Roanoke Times Copyright (c) 1995, Landmark Communications, Inc. DATE: SUNDAY, August 29, 1993 TAG: 9308290170 SECTION: VIRGINIA PAGE: B6 EDITION: METRO SOURCE: Associated Press DATELINE: PETERSBURG LENGTH: Medium
"Everybody in this town had loaded guns in their vehicles," said Jamie Ketterman, 21. "If they had seen them, they would have shot them and never thought twice about it."
Residents unaccustomed to big-city crime say they lived in fear for five days before police Friday captured Billy Joe Hottle, 20, and Craig Swick, 23, following a brief shootout at a car dealership.
"When they had them in the building, they should have shot them both," Ketterman said. "The boys have been nothing but trouble ever since they'd been here."
Life was upended here Monday when news quickly spread that a couple had been found shot to death in their home in nearby Cabins, while a convenience store clerk had also been killed in Keyser, about 35 miles north.
Swick and Hottle were charged Friday with three counts of first-degree murder each.

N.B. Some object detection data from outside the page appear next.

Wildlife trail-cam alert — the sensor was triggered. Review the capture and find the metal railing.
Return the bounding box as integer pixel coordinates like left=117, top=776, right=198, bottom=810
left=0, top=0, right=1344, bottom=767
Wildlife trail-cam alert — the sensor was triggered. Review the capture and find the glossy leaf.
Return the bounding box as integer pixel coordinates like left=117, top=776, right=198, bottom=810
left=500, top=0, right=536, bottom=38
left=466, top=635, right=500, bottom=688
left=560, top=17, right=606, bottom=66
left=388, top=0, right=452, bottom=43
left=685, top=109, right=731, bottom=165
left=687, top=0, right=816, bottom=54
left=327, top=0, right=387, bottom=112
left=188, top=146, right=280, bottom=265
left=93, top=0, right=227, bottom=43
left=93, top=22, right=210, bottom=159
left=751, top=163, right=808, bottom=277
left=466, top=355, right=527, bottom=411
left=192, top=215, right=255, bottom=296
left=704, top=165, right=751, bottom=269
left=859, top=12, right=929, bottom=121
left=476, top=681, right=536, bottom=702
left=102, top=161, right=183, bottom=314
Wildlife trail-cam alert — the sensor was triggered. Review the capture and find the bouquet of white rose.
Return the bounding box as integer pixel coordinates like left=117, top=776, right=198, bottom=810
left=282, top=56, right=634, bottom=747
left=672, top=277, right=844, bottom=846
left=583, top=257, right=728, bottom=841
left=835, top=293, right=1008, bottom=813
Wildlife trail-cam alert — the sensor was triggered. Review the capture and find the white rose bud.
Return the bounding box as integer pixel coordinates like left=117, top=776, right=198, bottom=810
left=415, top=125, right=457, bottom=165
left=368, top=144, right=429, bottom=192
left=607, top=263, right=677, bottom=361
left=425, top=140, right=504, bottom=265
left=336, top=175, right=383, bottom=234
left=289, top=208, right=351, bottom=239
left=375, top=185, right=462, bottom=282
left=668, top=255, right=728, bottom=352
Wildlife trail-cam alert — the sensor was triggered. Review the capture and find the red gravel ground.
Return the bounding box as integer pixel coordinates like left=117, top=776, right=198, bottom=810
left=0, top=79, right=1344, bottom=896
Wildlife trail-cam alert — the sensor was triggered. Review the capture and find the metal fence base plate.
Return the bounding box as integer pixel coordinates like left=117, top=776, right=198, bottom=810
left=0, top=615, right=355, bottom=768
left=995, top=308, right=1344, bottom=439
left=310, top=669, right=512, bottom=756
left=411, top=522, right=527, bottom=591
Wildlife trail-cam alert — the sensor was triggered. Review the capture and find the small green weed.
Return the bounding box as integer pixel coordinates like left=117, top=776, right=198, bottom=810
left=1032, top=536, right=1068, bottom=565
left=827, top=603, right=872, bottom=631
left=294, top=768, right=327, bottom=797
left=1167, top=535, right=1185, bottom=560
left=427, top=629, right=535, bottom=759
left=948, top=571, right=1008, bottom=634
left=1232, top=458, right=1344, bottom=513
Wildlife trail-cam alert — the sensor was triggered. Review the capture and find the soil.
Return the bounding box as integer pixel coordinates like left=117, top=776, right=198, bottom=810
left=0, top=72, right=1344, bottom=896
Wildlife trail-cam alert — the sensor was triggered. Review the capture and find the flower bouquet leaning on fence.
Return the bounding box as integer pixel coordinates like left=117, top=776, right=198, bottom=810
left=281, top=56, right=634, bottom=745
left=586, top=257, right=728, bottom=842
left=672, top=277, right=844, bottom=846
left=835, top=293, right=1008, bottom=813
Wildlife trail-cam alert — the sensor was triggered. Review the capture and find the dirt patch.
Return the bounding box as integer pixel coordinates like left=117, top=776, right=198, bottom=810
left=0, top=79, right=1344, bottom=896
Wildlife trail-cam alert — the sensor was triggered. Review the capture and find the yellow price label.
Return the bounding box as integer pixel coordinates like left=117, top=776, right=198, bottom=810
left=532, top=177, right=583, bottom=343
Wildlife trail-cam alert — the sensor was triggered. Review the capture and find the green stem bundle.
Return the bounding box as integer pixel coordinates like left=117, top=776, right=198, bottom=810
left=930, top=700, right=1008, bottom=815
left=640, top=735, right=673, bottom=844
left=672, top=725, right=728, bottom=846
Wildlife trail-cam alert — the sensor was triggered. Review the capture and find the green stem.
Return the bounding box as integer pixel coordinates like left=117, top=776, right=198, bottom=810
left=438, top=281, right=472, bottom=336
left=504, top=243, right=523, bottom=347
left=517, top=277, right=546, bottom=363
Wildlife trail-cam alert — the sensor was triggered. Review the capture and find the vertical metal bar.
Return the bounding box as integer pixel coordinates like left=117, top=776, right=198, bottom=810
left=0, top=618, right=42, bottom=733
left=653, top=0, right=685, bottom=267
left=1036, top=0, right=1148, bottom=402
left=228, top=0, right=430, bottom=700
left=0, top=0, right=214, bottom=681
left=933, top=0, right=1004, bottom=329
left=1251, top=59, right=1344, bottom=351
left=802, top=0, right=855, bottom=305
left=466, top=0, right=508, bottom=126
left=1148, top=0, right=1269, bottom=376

After spending several days in Fayette County 200 miles to the south, where police say they were hidden by Hottle's girlfriend, Bev Layton, the fugitives from prison surfaced in downtown Petersburg on Friday afternoon, police said.
Swick and Hottle were trying to get keys to a car in the garage of Petersburg Motor Co. when police surrounded the dealership.
Hottle tried to flee in a company pickup truck while holding mechanic Don Phares hostage, police said. Hottle was shot in the face and leg in a shootout with police and was in fair condition Saturday at Ruby Memorial Hospital in Morgantown, authorities said.
Phares was wounded in the leg, but police said it was not clear if he was shot by Hottle or police. He was treated and released.
Swick, who surrendered after Hottle was shot, was held without bond Saturday in the Eastern Regional Jail in Martinsburg, said Cpl. J. Leisure.
Lt. David Plantz, head of the state police Bureau of Criminal Investigations, said Swick has said little since his arrest.
"I think he knows that he's a very fortunate young man that he didn't have his head blown off," Plantz told The Charleston Gazette.